The company uses a cellulose-acetate plastic from Italy, which the finest optical plastic made, for their eyewear. Using such an exotic material, and the fact that there wasn’t a company in the U.S. for Randy to model after, made getting off the ground a challenge. “We didn’t know what speeds we should be cutting the plastic - we wound up figuring it all out by ourselves. As we figured out over time, we could get a better finish if we had a faster machine. Once we got the Tormach, we began to experiment with much higher speeds and it not only improved our productivity, but it also improved our quality.”

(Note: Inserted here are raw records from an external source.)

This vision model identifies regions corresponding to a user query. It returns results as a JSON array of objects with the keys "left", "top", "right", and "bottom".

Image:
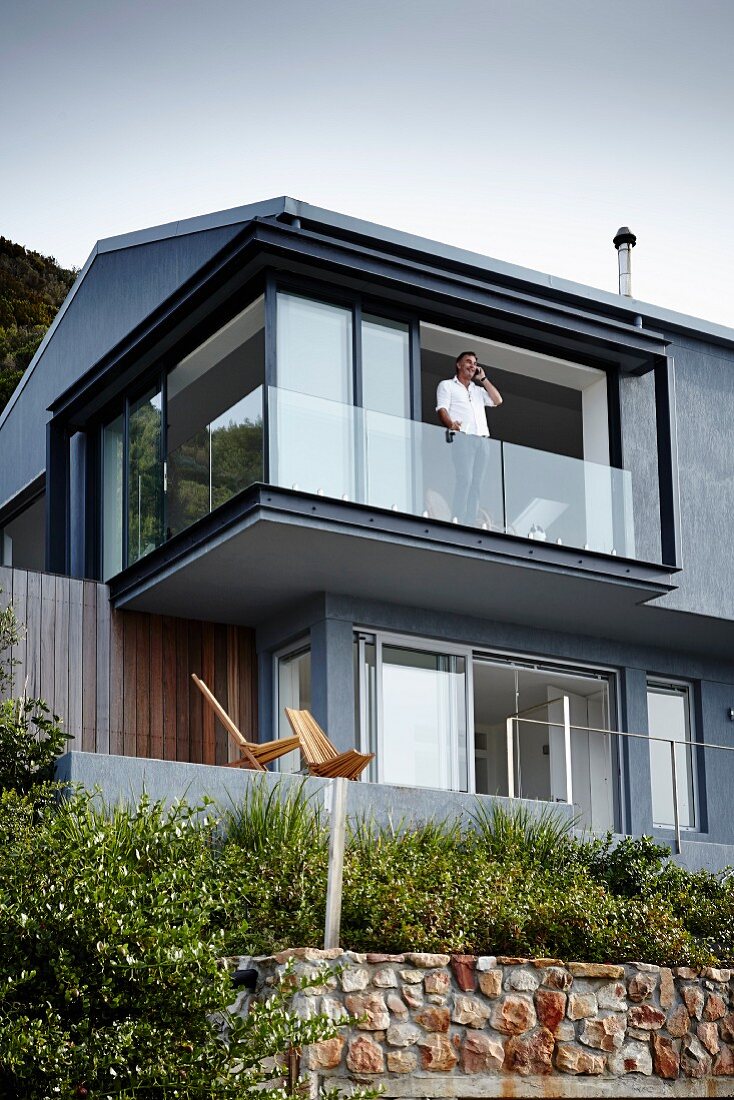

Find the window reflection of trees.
[
  {"left": 128, "top": 395, "right": 163, "bottom": 563},
  {"left": 168, "top": 417, "right": 263, "bottom": 535}
]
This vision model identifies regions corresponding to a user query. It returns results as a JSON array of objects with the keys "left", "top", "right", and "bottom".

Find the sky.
[{"left": 0, "top": 0, "right": 734, "bottom": 327}]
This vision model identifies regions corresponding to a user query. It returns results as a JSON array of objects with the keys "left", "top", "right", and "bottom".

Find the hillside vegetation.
[{"left": 0, "top": 237, "right": 76, "bottom": 411}]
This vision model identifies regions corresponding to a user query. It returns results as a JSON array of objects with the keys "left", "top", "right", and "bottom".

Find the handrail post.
[
  {"left": 324, "top": 778, "right": 348, "bottom": 950},
  {"left": 563, "top": 695, "right": 573, "bottom": 805},
  {"left": 507, "top": 717, "right": 515, "bottom": 799},
  {"left": 670, "top": 740, "right": 681, "bottom": 855}
]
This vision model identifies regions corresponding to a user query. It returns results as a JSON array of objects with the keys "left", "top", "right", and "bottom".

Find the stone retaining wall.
[{"left": 249, "top": 948, "right": 734, "bottom": 1098}]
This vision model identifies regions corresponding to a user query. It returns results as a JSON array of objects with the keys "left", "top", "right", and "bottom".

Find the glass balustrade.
[
  {"left": 502, "top": 443, "right": 635, "bottom": 558},
  {"left": 166, "top": 386, "right": 263, "bottom": 537},
  {"left": 269, "top": 387, "right": 635, "bottom": 557},
  {"left": 151, "top": 387, "right": 635, "bottom": 557}
]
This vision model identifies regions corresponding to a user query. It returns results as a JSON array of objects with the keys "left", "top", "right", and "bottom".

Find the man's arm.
[
  {"left": 438, "top": 409, "right": 461, "bottom": 431},
  {"left": 436, "top": 381, "right": 461, "bottom": 431},
  {"left": 472, "top": 367, "right": 502, "bottom": 408}
]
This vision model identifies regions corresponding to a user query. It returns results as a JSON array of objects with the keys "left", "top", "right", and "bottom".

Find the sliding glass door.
[
  {"left": 357, "top": 635, "right": 473, "bottom": 791},
  {"left": 472, "top": 655, "right": 615, "bottom": 831}
]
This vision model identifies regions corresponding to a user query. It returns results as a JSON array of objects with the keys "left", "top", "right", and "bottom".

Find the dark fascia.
[
  {"left": 48, "top": 221, "right": 261, "bottom": 422},
  {"left": 108, "top": 484, "right": 675, "bottom": 603},
  {"left": 50, "top": 219, "right": 666, "bottom": 429},
  {"left": 249, "top": 222, "right": 668, "bottom": 373},
  {"left": 0, "top": 472, "right": 46, "bottom": 527},
  {"left": 83, "top": 195, "right": 734, "bottom": 348}
]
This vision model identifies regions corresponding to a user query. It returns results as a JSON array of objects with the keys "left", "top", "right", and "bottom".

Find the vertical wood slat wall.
[{"left": 0, "top": 568, "right": 258, "bottom": 763}]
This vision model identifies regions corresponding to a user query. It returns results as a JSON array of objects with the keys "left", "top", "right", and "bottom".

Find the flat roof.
[{"left": 0, "top": 195, "right": 734, "bottom": 437}]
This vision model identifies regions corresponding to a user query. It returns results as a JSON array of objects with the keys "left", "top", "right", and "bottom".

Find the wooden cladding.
[{"left": 0, "top": 569, "right": 258, "bottom": 763}]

The custom eyeglass industry is highly competitive, and there are only three companies in the world that make custom frames. “We’re the only one that does this degree of customization, where we’re actually taking a mold of the client’s nose.” Randy explains that the staff is uniquely specialized, “We’ve got everything from college art professors to computer programmers. When people ask about how many full-time equivalents we have, I have to think about it for a good long while because we have so many heads, but most of them are only working part-time.”

Randy and Indivijual Eyewear are always hoping to reach a wider customer-base and upscale the business. “The important thing is that we have to eliminate as many errors as possible because we are one-off. If we make a mistake on the mill or the mill is sloppy, you have to start all over again. That’s why we got a Tormach.”